Dann muss ich da mal hin. Abnehmen wollte ich schon immer.  :: 

Gruesse vom
alten mann

----------


## pit

Das Essen ist mal abgesehen von der Verköstigung in den Firmenkantienen sehr gut. Das Hotel, in dem ich gewohnt habe, hat eine Speisekarte mit ca. 40 Gerichten. 5 oder 6 davon kann man tatsächlich bestellen, weil die Zutaten vorhanden sind. Vom Geschmack her gibt es keine Beschwerden. Bei regelmäßiger Teilnahme an der Abendverpflegung kann man also durchaus Gewicht zunehmen.

 ::

----------


## wein4tler

Wirklich interessante Eindrück, die Du festgehalten hast. Danke, Pit.

----------


## pit

Etwas nördlich von Dhaka ist ein Gebiet, wo es unzählige Ziegelsteinfabriken gibt. Warum die nun ausgerechnet in einem Gebiet angesiedelt sind, das 4 bis 5 Monate im Jahr überschwemmt ist, konnte mir so richtig keiner erklären. Ich denke, es ist der Rohstoff der Tonerde, der dort vorkommt. Die gebuddelten Löcher werden praktischerweise dann mit Müll aufgefüllt.

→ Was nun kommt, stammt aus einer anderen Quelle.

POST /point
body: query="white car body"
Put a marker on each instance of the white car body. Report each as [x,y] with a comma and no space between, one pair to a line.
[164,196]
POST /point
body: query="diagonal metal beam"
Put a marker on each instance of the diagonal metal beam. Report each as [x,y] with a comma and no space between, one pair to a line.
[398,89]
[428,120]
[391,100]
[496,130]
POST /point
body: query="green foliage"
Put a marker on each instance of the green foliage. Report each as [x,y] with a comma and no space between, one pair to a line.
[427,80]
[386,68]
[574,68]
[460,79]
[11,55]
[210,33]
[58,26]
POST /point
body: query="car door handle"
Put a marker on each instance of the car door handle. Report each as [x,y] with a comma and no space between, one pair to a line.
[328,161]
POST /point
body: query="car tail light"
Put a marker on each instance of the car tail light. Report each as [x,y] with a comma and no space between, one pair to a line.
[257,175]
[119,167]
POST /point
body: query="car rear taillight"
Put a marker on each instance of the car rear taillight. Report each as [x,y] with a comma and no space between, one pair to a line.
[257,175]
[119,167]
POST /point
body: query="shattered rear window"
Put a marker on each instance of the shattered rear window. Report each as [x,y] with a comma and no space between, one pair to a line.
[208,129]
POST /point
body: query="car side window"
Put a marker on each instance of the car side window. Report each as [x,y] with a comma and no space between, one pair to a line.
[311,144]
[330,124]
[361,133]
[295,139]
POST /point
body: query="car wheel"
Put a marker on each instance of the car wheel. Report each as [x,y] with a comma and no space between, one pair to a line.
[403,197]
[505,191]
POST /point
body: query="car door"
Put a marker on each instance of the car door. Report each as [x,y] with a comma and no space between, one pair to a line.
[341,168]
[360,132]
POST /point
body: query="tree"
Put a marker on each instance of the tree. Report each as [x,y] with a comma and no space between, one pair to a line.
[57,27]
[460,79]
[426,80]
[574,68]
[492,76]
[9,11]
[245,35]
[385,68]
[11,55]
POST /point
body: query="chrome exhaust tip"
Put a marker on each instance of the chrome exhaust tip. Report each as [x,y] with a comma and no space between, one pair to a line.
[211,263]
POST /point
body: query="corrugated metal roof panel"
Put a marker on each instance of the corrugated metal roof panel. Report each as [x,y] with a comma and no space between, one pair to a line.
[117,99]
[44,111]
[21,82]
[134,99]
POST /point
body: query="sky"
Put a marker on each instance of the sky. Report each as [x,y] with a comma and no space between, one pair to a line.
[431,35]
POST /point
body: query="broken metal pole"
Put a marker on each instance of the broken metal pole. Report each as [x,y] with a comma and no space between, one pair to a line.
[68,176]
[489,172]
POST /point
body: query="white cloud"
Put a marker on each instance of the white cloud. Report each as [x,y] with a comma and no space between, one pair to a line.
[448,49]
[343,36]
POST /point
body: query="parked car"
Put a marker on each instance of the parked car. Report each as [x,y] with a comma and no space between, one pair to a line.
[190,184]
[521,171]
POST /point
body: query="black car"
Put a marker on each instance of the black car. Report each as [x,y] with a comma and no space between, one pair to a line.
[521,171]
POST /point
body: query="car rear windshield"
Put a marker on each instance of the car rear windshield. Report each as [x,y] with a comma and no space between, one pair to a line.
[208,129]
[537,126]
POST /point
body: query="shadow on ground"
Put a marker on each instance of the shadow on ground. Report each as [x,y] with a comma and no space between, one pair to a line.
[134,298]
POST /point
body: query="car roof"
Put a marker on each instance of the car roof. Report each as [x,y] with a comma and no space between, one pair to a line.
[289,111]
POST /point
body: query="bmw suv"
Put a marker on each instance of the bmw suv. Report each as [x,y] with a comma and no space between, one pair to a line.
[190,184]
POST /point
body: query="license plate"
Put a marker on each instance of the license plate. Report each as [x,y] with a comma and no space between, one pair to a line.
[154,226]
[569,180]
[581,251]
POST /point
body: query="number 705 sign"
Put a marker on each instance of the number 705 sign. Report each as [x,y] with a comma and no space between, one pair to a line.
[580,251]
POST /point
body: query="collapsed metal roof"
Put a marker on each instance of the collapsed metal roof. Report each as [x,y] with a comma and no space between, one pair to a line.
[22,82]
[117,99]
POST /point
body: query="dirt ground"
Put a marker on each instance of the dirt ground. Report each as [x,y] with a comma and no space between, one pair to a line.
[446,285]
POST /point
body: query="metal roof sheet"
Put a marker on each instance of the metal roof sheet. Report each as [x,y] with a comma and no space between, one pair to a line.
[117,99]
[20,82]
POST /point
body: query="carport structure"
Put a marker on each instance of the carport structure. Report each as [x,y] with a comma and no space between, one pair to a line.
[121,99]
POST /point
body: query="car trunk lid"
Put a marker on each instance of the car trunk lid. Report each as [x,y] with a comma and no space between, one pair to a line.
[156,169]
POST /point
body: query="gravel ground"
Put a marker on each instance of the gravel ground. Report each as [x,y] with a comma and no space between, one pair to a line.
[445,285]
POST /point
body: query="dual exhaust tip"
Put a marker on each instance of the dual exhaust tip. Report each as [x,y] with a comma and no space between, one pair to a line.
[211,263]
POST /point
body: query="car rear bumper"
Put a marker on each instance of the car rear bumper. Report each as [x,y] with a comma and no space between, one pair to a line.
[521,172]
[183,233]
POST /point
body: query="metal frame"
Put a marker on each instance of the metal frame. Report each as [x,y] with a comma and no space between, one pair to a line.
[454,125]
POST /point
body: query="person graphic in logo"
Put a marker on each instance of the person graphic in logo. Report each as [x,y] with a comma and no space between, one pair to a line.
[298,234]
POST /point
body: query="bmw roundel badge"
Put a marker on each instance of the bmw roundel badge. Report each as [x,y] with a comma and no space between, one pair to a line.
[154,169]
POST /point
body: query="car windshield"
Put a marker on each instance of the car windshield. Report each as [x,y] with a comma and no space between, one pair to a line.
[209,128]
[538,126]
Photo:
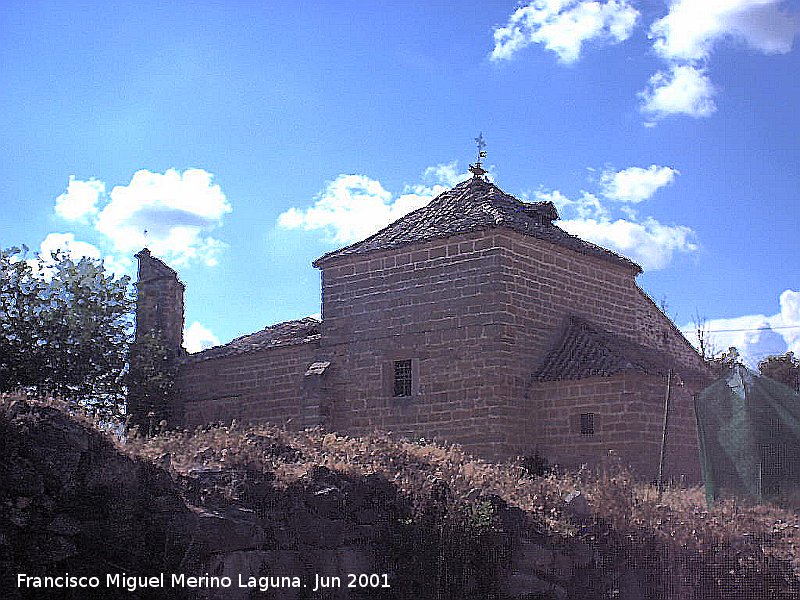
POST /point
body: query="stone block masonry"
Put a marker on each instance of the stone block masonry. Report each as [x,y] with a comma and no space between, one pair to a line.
[473,320]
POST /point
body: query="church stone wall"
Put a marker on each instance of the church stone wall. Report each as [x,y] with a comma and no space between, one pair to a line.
[475,314]
[435,304]
[627,417]
[263,386]
[542,284]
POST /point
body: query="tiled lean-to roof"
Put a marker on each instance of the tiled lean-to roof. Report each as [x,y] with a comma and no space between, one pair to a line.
[289,333]
[475,205]
[587,351]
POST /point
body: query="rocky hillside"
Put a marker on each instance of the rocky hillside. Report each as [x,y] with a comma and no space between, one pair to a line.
[264,513]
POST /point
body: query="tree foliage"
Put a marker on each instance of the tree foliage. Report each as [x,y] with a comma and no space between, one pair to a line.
[785,369]
[64,329]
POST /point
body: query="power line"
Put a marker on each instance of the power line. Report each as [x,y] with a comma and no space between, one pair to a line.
[767,328]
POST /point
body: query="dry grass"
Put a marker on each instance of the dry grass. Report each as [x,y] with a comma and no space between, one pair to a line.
[679,518]
[735,539]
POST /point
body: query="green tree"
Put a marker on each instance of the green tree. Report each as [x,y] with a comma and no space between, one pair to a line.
[785,369]
[65,329]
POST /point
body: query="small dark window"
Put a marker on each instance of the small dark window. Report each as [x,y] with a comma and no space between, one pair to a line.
[587,424]
[402,378]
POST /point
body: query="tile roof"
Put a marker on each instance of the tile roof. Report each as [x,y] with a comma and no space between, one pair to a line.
[154,268]
[475,205]
[289,333]
[586,351]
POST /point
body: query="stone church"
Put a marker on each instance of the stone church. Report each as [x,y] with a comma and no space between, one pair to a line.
[474,319]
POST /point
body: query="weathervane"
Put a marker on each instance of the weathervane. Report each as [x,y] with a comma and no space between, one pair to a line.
[477,169]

Die Ziegelsteine finden universelle Verwendung. Natürlich werden einige auch zum Mauern von Wänden verwendet. Da es aber in Bangladesh recht wenig Natursteinvorkommen gibt, zerkleinert man die Ziegel in entsprechenden Mühlen und verwendet das Endprodukt dann je nach Größe z.B. als Schotter unter Asphalt, als Beimengung zu Beton u.v.a.m.



 ::

----------


## frank_rt

in jeder hinsicht tolle eindrücke. auch wenn sie zum teil erschreckend sind.
hast du noch mehr davon

----------